May 7, 2001 - Massage Today attorney Rick Cigel, Esq., calls AMTA's attorney in an effort to reach a peaceful solution. The AMTA attorney refuses to return his phone call.
May 10, 2001 - Without any response to its attempts to discuss the situation, Massage Today is served with a lawsuit citing six counts. The first two counts are based upon the article published about the AMTA consumer survey in the very first issue of Massage Today, in which MT gives the AMTA full credit. The remaining four counts involve approximately 17,000 names and addresses of AMTA members.

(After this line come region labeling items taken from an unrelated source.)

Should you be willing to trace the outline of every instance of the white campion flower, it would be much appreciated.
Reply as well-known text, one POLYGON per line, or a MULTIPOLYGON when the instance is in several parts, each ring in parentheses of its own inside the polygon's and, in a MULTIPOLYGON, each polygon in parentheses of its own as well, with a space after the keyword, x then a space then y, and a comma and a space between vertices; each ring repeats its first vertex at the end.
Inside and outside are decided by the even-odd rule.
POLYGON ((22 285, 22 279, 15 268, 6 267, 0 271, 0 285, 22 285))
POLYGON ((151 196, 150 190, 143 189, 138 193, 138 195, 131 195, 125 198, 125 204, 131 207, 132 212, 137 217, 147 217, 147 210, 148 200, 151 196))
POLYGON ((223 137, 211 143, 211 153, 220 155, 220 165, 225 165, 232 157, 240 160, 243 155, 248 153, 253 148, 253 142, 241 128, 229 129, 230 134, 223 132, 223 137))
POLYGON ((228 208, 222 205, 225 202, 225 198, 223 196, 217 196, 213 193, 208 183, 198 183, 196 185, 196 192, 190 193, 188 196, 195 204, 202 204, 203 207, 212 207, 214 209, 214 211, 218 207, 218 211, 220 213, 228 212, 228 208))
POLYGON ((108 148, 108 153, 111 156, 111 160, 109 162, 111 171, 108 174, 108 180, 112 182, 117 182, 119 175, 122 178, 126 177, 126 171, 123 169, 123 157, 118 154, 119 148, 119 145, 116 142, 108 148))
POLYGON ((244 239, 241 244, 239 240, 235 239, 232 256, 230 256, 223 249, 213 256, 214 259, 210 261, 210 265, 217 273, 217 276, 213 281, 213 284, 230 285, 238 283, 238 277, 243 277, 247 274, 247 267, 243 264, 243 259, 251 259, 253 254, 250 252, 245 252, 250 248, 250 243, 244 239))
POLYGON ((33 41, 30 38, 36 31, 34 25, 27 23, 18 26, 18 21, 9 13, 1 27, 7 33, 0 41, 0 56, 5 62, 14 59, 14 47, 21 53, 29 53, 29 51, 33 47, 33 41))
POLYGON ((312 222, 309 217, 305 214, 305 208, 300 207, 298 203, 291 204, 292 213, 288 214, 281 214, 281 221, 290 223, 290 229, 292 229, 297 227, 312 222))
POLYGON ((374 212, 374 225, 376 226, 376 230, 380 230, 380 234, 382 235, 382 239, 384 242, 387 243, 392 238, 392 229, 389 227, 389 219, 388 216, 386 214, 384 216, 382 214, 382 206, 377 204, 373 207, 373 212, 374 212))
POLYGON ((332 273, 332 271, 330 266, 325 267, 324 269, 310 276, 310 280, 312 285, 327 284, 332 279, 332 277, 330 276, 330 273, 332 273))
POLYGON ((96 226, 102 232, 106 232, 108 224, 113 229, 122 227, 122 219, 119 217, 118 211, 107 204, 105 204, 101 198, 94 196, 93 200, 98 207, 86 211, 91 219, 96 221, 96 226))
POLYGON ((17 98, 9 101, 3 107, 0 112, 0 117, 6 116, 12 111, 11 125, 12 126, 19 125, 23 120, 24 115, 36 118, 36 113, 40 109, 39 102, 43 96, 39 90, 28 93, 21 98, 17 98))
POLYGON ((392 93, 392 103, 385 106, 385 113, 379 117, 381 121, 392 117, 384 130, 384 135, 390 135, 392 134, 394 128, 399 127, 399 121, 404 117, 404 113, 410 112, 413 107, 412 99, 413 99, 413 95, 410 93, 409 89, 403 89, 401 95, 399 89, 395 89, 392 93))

August 7, 2001 - AMTA and MT meet in an effort to settle the lawsuit. AMTA chooses not to make a settlement offer. MT offers to purchase the 17,000 names and addresses at double the standard industry rate, even though MT believes it has done nothing wrong.
August 13, 2001 - AMTA sends a settlement proposal asking for four years of free advertising.
August 20, 2001 - MT turns down the AMTA offer and reiterates its willingness to pay double the standard rate for the names in question.
August 29, 2001 - Judge Lindberg dismisses Counts I, II, IV and V of the AMTA lawsuit without any evidence or testimony. Judge Lindberg further makes it clear that the AMTA must prove that MT produced "a work substantially similar to" the AMTA Registries.
October 17, 2001 - In its written responses, AMTA admits that it is beginning to lose members over the lawsuit with Massage Today.
October 25, 2001 - MT sends a letter to the AMTA notifying them that their lawsuit is without merit and that Massage Today intends to seek monetary sanctions once the lawsuit is over, unless AMTA promptly abandons the lawsuit.
March 1, 2002 - AMTA makes a settlement offer asking for advertising in Massage Today, a one-time use of MT's mailing list, and requiring the AMTA members in question to mail "written permission" as a requirement for them to continue to receive Massage Today. The estimated cost to the AMTA members for granting and mailing "written permission" would be $7,000 - $10,000. The value of the MT advertising space requested by the AMTA is less than MT's original settlement offer.
March 7, 2002 - In its second attempt to end the lawsuit peaceably, MT responds with a counter offer that includes the free advertising space and use of MT's mailing list as requested by the AMTA. In an effort to reduce the hassle to AMTA members, MT asks that AMTA members only be required to contact MT if they do not want to receive Massage Today.
March 26, 2002 - For whatever reason, AMTA chooses not to accept MT's settlement offer. AMTA refuses to allow those members to receive MT without written permission.
April 23, 2002 - MT files a Motion for Summary Judgment.
May 31, 2002 - AMTA files its own Motion for Summary Judgment.
July 11, 2002 - Magistrate Judge Morton Denlow hears oral arguments from both sides regarding the motions for summary judgment.
July 19, 2002 - LAWSUIT ENDS - Judge Denlow grants Massage Today's motion for summary judgment on all remaining counts. MT prepares to file for monetary sanctions against the AMTA.